The raging debate of the last seven days has been widely ventilated in the local media and on online fora.
Rightly, it garnered our attention – and in many cases our passion. No doubt there are outstanding arguments that are still to be made, and should be made.
Even while we await those, we must be careful about over analyzing what has happened. In fact, the more appropriate focus should be why it happened.
The issue of why is important, especially since this is not the first time we have had such a rupture in Grenadian politics – and one is left to wonder if ever there were lessons learnt.
At some time in our history we may also come to address the contradiction of us wanting democracy, but frowning upon its greatest strength – the need for debate and dissent.

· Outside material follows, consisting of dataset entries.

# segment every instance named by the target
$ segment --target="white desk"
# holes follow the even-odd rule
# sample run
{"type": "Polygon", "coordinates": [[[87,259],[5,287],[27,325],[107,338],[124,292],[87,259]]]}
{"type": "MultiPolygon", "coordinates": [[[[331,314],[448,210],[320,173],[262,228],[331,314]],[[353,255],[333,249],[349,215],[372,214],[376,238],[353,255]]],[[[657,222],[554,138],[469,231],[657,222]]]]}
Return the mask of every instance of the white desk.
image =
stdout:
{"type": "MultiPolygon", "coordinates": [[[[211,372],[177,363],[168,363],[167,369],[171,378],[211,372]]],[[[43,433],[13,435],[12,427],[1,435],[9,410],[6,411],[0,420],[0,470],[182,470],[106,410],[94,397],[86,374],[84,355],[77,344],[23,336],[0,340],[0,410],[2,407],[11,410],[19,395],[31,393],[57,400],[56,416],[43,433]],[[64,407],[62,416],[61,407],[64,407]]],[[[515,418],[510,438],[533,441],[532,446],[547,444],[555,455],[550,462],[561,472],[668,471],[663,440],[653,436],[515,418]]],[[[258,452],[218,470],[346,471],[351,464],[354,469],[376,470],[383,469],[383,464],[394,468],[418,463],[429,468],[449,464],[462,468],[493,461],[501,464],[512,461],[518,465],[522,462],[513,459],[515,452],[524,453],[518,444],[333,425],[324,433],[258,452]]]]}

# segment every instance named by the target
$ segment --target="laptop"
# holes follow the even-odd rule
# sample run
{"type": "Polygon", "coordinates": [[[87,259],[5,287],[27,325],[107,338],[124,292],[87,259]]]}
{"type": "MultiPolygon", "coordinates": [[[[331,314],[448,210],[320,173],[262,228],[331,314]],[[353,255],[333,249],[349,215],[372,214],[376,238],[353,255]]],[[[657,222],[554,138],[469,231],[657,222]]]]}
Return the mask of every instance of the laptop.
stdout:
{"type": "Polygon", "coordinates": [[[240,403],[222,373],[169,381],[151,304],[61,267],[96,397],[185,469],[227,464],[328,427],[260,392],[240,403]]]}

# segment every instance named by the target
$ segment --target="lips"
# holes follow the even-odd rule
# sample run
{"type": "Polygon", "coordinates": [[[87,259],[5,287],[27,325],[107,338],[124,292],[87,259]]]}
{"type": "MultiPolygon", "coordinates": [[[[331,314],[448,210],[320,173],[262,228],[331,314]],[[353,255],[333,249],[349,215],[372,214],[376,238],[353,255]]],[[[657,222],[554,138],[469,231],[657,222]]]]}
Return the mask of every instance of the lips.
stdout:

We treat dissent as if it were treason; but if we properly embrace it, that will in the end make this not just another nation – but a great nation.
Some people have tried to equate the past week to 1983.
To do so, is either playing loosely with history; over estimating the significance of the recent developments, or playing to a cheap political choir of fear that 1983 breathes by default. For one, there was never a constitutional crisis, and the government was never in any serious danger of falling.
Neither the MPs themselves nor the general population had the appetite for that. As disappointed as people are with how things have panned out these past few years, they still have not regained the desire to return to what they voted against in 2008.
For all the missteps of the NDC, the New National Party has yet to transform itself into a serious alternative for the independents and the disappointed “yellow people.”
NNP may still win an election by default, but not necessarily by expanding its base, or inspiring a new generation.
There is a dangerous resignation to and about the modern Grenadian politic – a lingering staleness and an uninspired slush.
NNP’s series of weekly meetings has in a strange way kept in the forefront some of its bankrupt ideas and approaches. Mind you, it has played well to the base, but has had very little appeal beyond that.
NDC, for its part, has been on auto pilot for a while (and in good times that’s safe enough), but now the malfunction light has come on.
The party has shown little ability to reinvent itself; the leadership has run out of ideas, and there is a disconnect with the rank and file.
There have been times when the NNP as an alternative had an opportunity to look forward – and lean forward – but strangely at each juncture they have tended to reach to the past – in both rhetoric and deed. (Juts like it did when it brought back Gregory Bowen to the senate).
Rather than explore bold new frontiers, the NNP has been paralyzed by its own internal fears; frozen by the very thought of dreaming something different.
Having not learnt from its recent past, it appears to have done worse than that. It has been ‘miseducated.’
To understand what last week meant, is to remember 1987 and 1990 (not 1983).
For those who forget history quickly -- in 1987 George Brizan, Francis Alexis and Tillman Thomas led a rebellion against the leadership style of Herbert Blaize.
In 1990, concerned that an ailing Blaize, unable to inspire his troops, was leading the NNP to defeat, Keith Mitchell launched a bitter challenge to him and took over the party even while Blaize was still Prime Minister.
Blaize went on to form The National Party (TNP) taking the likes of Ben Jones, Alleyne Walker and Pauline Andrews with him.
This current NDC is obviously bleeding from its self inflicted wounds, but to believe they are fatal is to ignore the fickleness (and in some broad senses "farcicality") of politics.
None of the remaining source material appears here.